Jaksa menilai cuitan Jumhur ditujukan untuk menimbulkan rasa kebencian atau permusuhan individu dan/atau kelompok masyarakat tertentu berdasarkan atas suku, agama, ras dan antargolongan (SARA), dalam hal ini golongan pengusaha dan buruh.
Akibat dari cuitannya itu, timbul polemik di tengah masyarakat terhadap produk hukum pemerintah. Sehingga berdampak pada terjadinya rangkaian aksi unjuk rasa yang dimulai pada 8 Oktober 2020, hingga berakhir rusuh.
"Salah satunya, muncul berbagai pro kontra terhadap Undang-undang Cipta Kerja tersebut sehingga muncul protes dari masyarakat melalui demo. Salah satunya, demo yang terjadi pada tanggal 8 Oktober 2020 di Jakarta yang berakhir dengan kerusuhan," imbuh jaksa.
Cuitan Jumhur yang dianggap menyalakan api penolakan masyarakat terhadap UU Cipta Kerja terjadi pada 25 Agustus 2020. Melalui akun Twitter @jumhurhidayat, ia mengunggah kalimat "Buruh bersatu tolak Omnibus Law yang akan jadikan Indonesia menjadi bangsa kuli dan terjajah".
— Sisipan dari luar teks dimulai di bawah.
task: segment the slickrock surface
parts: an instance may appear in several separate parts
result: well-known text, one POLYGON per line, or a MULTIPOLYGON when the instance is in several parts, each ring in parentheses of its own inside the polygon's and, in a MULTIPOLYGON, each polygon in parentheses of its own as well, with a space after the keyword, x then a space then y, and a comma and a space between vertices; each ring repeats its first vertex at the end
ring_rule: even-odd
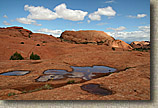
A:
POLYGON ((122 40, 115 40, 103 31, 81 30, 81 31, 65 31, 61 34, 62 41, 77 44, 95 44, 107 45, 109 47, 132 49, 132 47, 122 40))
POLYGON ((150 48, 149 41, 134 41, 130 44, 133 48, 150 48))
MULTIPOLYGON (((5 30, 0 29, 0 73, 13 70, 31 72, 24 76, 0 75, 2 100, 150 100, 150 50, 148 52, 123 51, 121 48, 112 50, 104 44, 71 44, 43 34, 32 33, 29 38, 27 33, 23 36, 18 31, 19 28, 9 29, 8 33, 5 30), (37 44, 40 46, 36 46, 37 44), (24 60, 9 60, 16 51, 24 57, 24 60), (29 60, 32 52, 38 54, 41 60, 29 60), (86 82, 80 78, 35 81, 47 69, 72 71, 70 66, 93 65, 116 68, 117 72, 86 82), (70 80, 74 80, 75 84, 67 84, 70 80), (90 83, 99 84, 100 87, 113 93, 101 96, 80 88, 90 83), (49 87, 41 89, 46 84, 51 85, 53 89, 48 90, 49 87), (9 93, 15 95, 8 96, 9 93)), ((22 28, 20 30, 25 31, 22 28)), ((113 40, 112 37, 108 35, 107 37, 113 40)))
Kemudian pada 7 Oktober 2020, Jumhur kembali mengunggah cuitan yang mirip - mirip berisi "UU ini memang utk PRIMITIVE INVESTOR dari RRC dan PENGUSAHA RAKUS. Kalau INVESTOR BEERADAB ya seperti di bawa ini".
Atas perbuatannya, Jumhur didakwa dengan dua dakwaan alternatif. Pertama, Pasal 14 ayat (1) jo Pasal 15 Undang-undang RI Nomor 1 Tahun 1946 KUHP, atau Pasal 45A ayat (2) jo pasal 28 ayat (2) Undang-undang RI nomor 19 Tahun 2016 tentang perubahan dari Undang - Undang RI nomor 11 Tahun 2008 tentang ITE.